Re: [PATCH 0/2] sysctl: allow CLONE_NEWUSER to be disabled

From: Austin S. Hemmelgarn
Date: Tue Jan 26 2016 - 09:47:36 EST


On 2016-01-26 09:38, Josh Boyer wrote:
On Mon, Jan 25, 2016 at 11:57 PM, Eric W. Biederman
<ebiederm@xxxxxxxxxxxx> wrote:
Kees Cook <keescook@xxxxxxxxxxxx> writes:

On Mon, Jan 25, 2016 at 11:33 AM, Eric W. Biederman
<ebiederm@xxxxxxxxxxxx> wrote:
Kees Cook <keescook@xxxxxxxxxxxx> writes:

Well, I don't know about less weird, but it would leave a unneeded
hole in the permission checks.

To be clear the current patch has my:

Nacked-by: "Eric W. Biederman" <ebiederm@xxxxxxxxxxxx>

The code is buggy, and poorly thought through.

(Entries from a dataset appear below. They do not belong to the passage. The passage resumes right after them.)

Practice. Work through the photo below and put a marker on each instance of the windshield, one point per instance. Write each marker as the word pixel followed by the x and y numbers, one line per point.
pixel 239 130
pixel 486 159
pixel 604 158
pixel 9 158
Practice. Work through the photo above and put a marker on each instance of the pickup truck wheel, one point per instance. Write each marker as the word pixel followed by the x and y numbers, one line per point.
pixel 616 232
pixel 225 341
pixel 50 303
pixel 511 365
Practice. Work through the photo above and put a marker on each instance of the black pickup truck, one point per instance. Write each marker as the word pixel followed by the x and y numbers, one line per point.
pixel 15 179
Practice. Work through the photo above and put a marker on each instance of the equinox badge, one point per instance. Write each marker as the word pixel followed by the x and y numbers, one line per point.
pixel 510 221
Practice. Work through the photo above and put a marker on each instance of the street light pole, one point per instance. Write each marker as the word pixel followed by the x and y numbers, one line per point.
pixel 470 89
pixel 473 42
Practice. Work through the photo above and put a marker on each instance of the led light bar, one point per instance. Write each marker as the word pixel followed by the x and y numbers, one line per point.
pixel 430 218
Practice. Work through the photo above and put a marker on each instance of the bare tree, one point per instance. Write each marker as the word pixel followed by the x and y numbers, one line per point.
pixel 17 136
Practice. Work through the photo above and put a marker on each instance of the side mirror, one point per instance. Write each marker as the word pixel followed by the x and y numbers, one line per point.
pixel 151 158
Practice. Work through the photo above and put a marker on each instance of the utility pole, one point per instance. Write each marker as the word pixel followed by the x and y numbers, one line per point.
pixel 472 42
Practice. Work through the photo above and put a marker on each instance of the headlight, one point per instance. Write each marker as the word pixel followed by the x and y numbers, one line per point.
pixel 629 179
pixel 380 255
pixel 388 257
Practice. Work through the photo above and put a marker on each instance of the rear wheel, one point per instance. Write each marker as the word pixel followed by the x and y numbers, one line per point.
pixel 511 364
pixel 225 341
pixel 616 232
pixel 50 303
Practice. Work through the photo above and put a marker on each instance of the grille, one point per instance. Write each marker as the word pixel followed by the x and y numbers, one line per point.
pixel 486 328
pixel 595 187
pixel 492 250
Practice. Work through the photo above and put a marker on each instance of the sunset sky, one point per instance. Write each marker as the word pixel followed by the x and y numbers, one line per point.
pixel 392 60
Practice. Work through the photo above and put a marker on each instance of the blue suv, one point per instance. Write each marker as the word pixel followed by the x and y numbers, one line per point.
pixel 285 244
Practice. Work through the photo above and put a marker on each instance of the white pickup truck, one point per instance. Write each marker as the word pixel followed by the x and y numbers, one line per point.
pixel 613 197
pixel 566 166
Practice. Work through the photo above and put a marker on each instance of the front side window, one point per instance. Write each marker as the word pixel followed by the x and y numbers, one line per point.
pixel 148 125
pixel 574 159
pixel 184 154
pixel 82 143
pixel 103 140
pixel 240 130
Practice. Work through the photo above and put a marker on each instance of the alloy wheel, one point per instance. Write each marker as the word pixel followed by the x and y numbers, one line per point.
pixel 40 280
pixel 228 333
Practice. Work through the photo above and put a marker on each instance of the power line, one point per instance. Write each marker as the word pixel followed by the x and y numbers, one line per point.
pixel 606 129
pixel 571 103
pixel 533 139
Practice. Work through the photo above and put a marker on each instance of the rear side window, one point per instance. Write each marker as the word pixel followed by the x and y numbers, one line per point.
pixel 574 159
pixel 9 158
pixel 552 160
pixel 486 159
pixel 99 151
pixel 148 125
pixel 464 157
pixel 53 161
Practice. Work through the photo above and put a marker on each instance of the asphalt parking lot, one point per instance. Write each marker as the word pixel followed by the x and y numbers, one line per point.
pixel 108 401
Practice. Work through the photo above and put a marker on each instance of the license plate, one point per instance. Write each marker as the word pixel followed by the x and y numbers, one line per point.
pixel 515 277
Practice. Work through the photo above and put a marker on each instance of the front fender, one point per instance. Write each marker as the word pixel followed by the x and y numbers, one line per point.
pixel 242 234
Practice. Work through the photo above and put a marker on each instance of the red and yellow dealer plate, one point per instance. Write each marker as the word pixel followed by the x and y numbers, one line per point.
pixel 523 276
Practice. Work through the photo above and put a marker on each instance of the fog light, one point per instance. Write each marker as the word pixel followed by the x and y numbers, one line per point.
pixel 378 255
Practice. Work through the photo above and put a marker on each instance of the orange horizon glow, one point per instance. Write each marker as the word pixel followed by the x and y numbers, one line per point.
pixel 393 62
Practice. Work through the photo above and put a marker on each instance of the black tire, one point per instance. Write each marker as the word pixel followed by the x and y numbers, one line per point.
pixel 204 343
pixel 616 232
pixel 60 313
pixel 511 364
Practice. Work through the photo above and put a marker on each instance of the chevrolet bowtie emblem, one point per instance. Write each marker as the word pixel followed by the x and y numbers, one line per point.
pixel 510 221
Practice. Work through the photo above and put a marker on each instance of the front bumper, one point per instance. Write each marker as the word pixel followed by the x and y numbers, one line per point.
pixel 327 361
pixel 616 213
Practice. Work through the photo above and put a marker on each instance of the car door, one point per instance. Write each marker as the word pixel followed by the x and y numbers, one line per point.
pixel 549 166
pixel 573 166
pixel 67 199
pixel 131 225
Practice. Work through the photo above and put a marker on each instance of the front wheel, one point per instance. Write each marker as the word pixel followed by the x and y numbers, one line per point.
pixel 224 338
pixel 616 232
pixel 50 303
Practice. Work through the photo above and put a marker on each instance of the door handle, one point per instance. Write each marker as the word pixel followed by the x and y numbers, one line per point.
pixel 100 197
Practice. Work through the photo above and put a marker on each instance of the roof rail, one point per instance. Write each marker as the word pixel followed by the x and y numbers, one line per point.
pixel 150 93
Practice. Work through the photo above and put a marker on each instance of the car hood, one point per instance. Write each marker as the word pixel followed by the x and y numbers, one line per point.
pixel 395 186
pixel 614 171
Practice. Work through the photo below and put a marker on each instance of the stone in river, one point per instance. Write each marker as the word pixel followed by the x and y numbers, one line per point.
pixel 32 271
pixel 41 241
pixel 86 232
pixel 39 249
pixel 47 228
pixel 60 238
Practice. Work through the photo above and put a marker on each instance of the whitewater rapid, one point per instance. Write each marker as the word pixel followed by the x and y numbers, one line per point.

Your lack of interest in
fixing the bugs in your patch is distressing.

I'm not sure where you see me having a "lack of interest". The
existing cap-checking sysctls have a corner-case bug, which is
orthogonal to this change.

That certainly doesn't sound like you have any plans to change anything
there.

So broken code, not willing to fix. No. We are not merging this sysctl.

I think you're jumping to conclusions. :)

I think I am the maintainer.

What you are proposing is very much something that is only of interst to
people who are not using user namespaces. It is fatally flawed as
a way to avoid new attack surfaces for people who don't care as the
sysctl leaves user namespaces enabled by default. It is fatally flawed
as remediation to recommend to people to change if a new user namespace
related but is discovered. Any running process that happens to be
created while user namespace creation was enabled will continue to
exist. Effectively a reboot will be required as part of a mitigation.
Many sysadmins will get that wrong.

I can't possibly see your sysctl as proposed achieving it's goals. A
person has to be entirely too aware of subtlety and nuance to use it
effectively.

What you're saying is true for the "oh crap" case of a new userns
related CVE being found. However, there is the case where sysadmins
know for a fact that a set of machines should not allow user
namespaces to be enabled. Currently they have 2 choices, 1) use their
distro kernel as-is, which may not meet their goal of having userns
disabled, or 2) rebuild their kernel to disable it, which may
invalidate any support contracts they have.

I tend to agree with you on the lack of value around runtime
mitigation, but allowing an admin to toggle this as a blatant on/off
switch on reboot does have value.

This feature is already implemented by two distros, and likely wanted
by others. We cannot ignore that. The sysctl default doesn't change
the existing behavior, so this doesn't get in your way at all. Can you
please respond to my earlier email where I rebutted each of your
arguments against it? Just saying "no" and putting words in my mouth
isn't very productive.

Calling people who make mistakes insane is not a rebuttal. In security
usability matters, and your sysctl has low usability.

Further you seem to have missed something crucial in your understanding.
As was explained earlier the sysctl was added to ubuntu to allow early
adopters to experiment not as a long term way of managing user
namespaces.


What sounds like a generally useful feature that would cover your use
case and many others is a per user limit on the number of user
namespaces users may create.

Where that number may be zero? I don't see how that is really any
better than a sysctl. Could you elaborate?
It's a better option because it would allow better configurability. Take for example a single user desktop system with some network daemons. On such a system, the actual login used for the graphical environment by the user should be allowed at least a few user namespaces, because some software depends on them for security (Chrome for example, as well as some distro's build systems), but system users should be limited to at most one if they need it, and ideally zero, so that remote exploits couldn't give access to a user namespace.

Conversely, on a server system, it's not unreasonable to completely disable user namespaces for almost everything, except for giving one to services that use them properly for sand-boxing.

I will state though that I only feel this is a better solution given that two criteria are met:
1. You can set 0 as the limit.
2. You can configure this without needing some special software (this in particular means that seccomp is not an option).